Deep dive: Mobile Attribution via Android Privacy Sandbox and without GAID
Google has been working on their Privacy Sandbox initiative for a while, mostly focused on the web. Yesterday Google also announced their plans to expand the project to the Android platform. While the web sandbox is trying to remove third-party cookies (mostly because of outside pressure), the Android Privacy Sandbox project’s goal would be to deprecate the GAID.
Doing so would impact a lot of mobile marketing systems from measurement, targeting, retargeting, and more.
The good news is that Google’s proposal for measurement – as it stands right now – seems quite good. In fact, it’s better than good. It’s surprisingly thoughtful, flexible, and proves that you can get rid of GAID without wreaking havoc on the app ecosystem.
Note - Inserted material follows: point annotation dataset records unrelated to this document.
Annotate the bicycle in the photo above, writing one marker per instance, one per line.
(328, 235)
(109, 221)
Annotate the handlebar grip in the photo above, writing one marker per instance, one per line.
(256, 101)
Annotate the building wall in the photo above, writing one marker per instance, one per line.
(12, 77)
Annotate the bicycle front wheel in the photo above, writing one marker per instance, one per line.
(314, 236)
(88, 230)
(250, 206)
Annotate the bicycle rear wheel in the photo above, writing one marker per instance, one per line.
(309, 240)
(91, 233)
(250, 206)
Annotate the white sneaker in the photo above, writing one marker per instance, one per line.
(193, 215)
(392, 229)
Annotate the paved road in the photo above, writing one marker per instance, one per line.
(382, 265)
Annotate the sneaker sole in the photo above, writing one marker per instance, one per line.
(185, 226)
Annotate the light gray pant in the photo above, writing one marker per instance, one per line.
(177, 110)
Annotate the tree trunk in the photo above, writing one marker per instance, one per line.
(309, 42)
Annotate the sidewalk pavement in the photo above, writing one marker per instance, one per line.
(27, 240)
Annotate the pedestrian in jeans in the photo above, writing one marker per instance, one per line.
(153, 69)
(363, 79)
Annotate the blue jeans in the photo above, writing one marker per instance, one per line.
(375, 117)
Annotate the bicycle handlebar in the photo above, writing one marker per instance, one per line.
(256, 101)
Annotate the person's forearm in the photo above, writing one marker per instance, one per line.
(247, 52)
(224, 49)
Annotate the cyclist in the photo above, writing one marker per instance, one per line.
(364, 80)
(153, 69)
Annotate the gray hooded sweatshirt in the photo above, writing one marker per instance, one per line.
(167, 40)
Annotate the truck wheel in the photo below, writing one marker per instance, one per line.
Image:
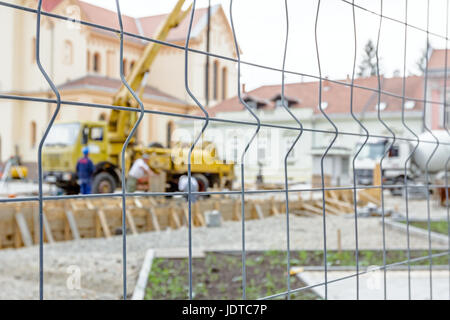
(155, 145)
(103, 183)
(203, 183)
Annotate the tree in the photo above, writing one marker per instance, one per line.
(368, 65)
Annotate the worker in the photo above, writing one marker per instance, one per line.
(139, 170)
(183, 186)
(85, 170)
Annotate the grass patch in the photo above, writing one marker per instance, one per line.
(219, 275)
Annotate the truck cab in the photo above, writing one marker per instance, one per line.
(63, 147)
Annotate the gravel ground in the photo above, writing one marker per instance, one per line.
(99, 261)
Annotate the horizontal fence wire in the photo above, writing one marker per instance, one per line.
(258, 124)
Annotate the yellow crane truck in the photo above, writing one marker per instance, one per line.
(64, 144)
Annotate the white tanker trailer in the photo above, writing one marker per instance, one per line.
(394, 162)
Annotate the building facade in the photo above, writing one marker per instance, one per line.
(83, 62)
(373, 108)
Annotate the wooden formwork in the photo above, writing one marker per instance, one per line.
(102, 217)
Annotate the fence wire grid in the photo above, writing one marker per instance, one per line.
(257, 124)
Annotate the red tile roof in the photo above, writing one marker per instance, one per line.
(112, 85)
(49, 5)
(337, 96)
(437, 59)
(145, 26)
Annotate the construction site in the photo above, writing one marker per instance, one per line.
(141, 158)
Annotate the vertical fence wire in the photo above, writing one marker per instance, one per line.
(123, 152)
(446, 120)
(392, 138)
(425, 126)
(41, 144)
(197, 138)
(408, 159)
(244, 152)
(286, 186)
(388, 148)
(322, 159)
(358, 151)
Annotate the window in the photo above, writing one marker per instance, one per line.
(33, 50)
(382, 106)
(410, 104)
(170, 128)
(394, 151)
(102, 117)
(33, 134)
(324, 105)
(447, 117)
(88, 61)
(125, 70)
(224, 83)
(262, 147)
(215, 80)
(97, 62)
(252, 104)
(96, 134)
(68, 53)
(110, 64)
(289, 142)
(235, 149)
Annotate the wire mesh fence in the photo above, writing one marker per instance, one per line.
(256, 125)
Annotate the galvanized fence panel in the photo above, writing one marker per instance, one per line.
(257, 124)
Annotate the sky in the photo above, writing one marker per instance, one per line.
(261, 32)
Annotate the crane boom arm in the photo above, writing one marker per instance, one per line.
(120, 122)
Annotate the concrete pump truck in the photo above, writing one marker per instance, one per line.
(64, 144)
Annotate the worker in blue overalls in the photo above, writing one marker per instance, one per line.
(85, 169)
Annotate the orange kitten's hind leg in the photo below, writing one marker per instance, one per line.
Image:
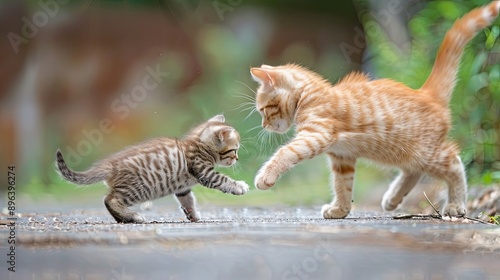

It might not be very surprising given Google’s deep roots and foundations in the advertising ecosystem, their inherent understanding of the space, and their desire to leave it unbroken. It’s probably also a lot of battle scars from trying to do similar things on the Web, that led them to a pretty great first draft.
Google says the expected timeline for the project is 2+ years – and we suspect that what we’re seeing today will keep on changing in that period. Nonetheless, I want to applaud Google for putting these ideas forth as proposals, ahead of time, and seeking feedback! We didn’t get a chance to do that with SKAdNetwork, and I think it’s such a shame …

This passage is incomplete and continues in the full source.